Künftig nur noch zwei Museen?

Noch vor Weihnachten soll die erarbeitete Empfehlung des Arbeitskreises (AK) zur Kemptener Museumsentwicklung in den entsprechenden Ausschüssen behandelt und öffentlich gemacht werden. Das lies Kulturamtsleiter Dr. Gerhard Weber vergangene Woche auf Anfrage des KREISBOTE verlauten.

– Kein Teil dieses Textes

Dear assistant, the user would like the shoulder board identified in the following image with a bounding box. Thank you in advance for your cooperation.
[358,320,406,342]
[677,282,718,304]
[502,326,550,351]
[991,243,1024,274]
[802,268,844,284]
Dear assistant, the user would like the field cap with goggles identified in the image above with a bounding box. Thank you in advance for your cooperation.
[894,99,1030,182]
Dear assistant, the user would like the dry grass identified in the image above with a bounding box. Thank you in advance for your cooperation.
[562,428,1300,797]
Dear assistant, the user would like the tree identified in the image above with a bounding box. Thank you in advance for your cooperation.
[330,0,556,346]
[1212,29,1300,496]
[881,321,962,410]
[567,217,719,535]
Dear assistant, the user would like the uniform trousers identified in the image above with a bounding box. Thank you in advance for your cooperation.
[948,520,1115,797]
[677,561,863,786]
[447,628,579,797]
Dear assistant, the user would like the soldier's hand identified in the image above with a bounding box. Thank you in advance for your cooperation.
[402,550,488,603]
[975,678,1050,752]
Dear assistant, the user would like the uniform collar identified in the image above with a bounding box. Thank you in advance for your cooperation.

Die Empfehlung des AKs „Römerstadt“ liege bereits vor. Der AK für Stadtgeschichte-/Doppelstadtgeschichte müsse erst noch „soweit zu Potte kommen, dass alle eine Empfehlung absegnen“, erklärte Weber. Am Ende sollen beide AK-Ergebnisse zu einer Gesamtempfehlung zusammengefasst und in die Ausschüsse gebracht werden. Weber betonte aber, dass es sich dabei lediglich um Empfehlungen handle, die zunächst in einem Masterplan unter anderem auf Finanzierbarkeit geprüft werden müssten, bevor sie weiter verfolgt werden könnten. Zu den Empfehlungen oder Überlegungen selbst wollte er noch keine Angaben machen, zumal ein Teil davon noch nicht ganz abgeschlossen und damit „nicht aussagekräftig“ sei. Neues Museum im APC? Nach Informationen des KREISBOTE gibt es aber offenbar schon recht konkrete Überlegungen, künftig alle Museen zu zwei großen zusammen zu legen – ein römisches Museum für geschätzte 2,5 Millionen Euro im APC-Park und eins im Marstall. Dieses soll sich vor allem mit der Geschichte der Stadt Kempten auseinandersetzen. Im Zuge der geplanten Restrukturierung wird anscheinend darüber hinaus auch überlegt, das Alpinmuseum aufzulösen und das Allgäu-Museum ebenfalls im Marstall unterzubringen. Außerdem wird offenbar darüber nachgedacht, die Tourist-Info ins Zumsteinhaus zu verlegen und Teile der Stadtbibliothek in der Orangerie ebenfalls in den Marstall auszulagern, um die vorherrschende Platznot in der Bibliothek zu verringern. Was am Ende aber in welcher Form in die Gesamt-Empfehlung einfließen wird, bleibt zunächst abzuwarten.